For the last few weeks, i’ve been trying to appreciate the information retrieval material that is being thrown my way in my classes. For those who don’t know, i’m housed in a department called “Information Management and Systems” (i.e. what happened to librarian sciences as it evolved).

I’m utterly fascinated by how people construct and maintain information, most notably *social* information. What categories do we create to relate to others? How do we construct models of social information in our heads? How do we access this?

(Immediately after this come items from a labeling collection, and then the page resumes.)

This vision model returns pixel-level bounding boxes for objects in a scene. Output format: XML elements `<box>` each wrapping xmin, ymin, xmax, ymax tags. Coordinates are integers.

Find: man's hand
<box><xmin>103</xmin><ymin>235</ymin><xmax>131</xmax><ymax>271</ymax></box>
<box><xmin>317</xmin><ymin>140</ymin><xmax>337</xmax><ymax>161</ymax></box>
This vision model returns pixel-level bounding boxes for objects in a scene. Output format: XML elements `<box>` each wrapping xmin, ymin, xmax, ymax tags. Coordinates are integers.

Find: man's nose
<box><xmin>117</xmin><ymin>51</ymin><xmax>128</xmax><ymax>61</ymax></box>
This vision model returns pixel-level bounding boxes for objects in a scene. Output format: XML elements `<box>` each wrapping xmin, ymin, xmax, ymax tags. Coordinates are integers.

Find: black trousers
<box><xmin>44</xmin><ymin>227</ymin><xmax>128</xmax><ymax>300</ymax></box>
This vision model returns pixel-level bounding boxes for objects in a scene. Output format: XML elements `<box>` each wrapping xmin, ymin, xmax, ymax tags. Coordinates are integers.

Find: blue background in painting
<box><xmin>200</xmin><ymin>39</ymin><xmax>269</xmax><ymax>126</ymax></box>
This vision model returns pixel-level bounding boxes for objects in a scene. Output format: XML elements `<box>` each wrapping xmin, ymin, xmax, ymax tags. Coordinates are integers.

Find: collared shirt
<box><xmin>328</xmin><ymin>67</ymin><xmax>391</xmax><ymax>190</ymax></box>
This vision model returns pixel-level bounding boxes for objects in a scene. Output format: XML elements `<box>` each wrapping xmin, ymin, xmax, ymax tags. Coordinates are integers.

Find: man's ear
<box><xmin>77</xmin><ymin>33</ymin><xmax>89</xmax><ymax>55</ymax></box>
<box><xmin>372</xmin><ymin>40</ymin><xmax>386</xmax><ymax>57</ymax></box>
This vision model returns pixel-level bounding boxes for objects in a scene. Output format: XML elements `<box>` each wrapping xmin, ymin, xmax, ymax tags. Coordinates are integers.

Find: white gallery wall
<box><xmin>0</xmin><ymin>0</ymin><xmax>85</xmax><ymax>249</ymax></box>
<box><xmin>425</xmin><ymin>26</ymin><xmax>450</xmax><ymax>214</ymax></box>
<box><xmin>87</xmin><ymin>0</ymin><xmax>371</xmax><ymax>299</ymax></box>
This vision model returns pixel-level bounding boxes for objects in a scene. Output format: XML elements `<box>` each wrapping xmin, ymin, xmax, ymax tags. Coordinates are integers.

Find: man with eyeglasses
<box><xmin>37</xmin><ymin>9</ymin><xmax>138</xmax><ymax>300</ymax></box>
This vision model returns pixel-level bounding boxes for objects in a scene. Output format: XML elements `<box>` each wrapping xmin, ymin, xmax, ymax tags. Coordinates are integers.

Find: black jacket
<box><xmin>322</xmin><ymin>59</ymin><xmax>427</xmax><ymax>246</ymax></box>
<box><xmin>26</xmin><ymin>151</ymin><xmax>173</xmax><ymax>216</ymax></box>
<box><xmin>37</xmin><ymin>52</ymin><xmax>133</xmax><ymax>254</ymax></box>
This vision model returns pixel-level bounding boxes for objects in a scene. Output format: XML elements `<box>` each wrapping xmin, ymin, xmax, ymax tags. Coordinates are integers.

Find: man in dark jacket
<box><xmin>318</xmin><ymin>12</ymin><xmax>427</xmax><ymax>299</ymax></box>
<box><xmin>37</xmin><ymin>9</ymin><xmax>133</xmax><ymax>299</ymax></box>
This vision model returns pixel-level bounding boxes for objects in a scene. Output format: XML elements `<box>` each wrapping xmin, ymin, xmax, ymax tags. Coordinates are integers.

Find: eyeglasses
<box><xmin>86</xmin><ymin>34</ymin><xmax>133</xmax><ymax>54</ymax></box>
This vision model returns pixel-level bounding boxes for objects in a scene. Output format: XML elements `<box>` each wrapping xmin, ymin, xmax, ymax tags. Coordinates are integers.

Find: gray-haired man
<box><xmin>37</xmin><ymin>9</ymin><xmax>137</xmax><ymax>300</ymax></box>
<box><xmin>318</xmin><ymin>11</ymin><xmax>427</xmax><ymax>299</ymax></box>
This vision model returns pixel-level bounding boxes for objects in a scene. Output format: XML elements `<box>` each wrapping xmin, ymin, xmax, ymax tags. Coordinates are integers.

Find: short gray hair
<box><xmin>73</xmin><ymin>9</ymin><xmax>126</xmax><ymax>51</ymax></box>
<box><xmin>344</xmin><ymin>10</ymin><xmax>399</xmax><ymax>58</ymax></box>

Needless to say, this isn’t the focus of my classes, but i’m trying to overlay my goals onto the material and find some sort of appreciation for them. [My efforts remind me of my experiences with history classes in middle school. I despised history because i couldn’t make it relevant. At one point, a friend of mine told me to twist my perspective, to think of history as one giant storybook with fascinating characters. He suggested that i tried to figure out the motives and goals of the characters. Although my school focused on dates and memorization, i latched on to the material simply because i fell in love with the storybook.]

All the same, i’m finding myself utterly frustrated. All of the information retrieval work focuses on this external data, how to categorize it, create meta-data around it, access it, etc. In the process, it gets further and further removed from the structures of the mind. The goal is efficiency and the approach is often to create systems that seem most computationally logical and than to figure out how to make humans be able to access it. While these researchers acknowledge that people need to have immense skills to follow this protocol, their approaches still seem so foreign to me.

Of course, i find myself trapped to this as well. I had to critique SecureId the other day for a fellow researcher. This was a wonderful task because i’m a bit embarrassed by my naivety on that project. People are dreadful external categorizers. But, i just keep getting stuck on how bad people are at externalizing what they do so effectively internally that i cannot appreciate these attempts to do so. I need to figure out the proper “story” so that i can find this material interesting instead of just getting caught up in my irritation at their attempts.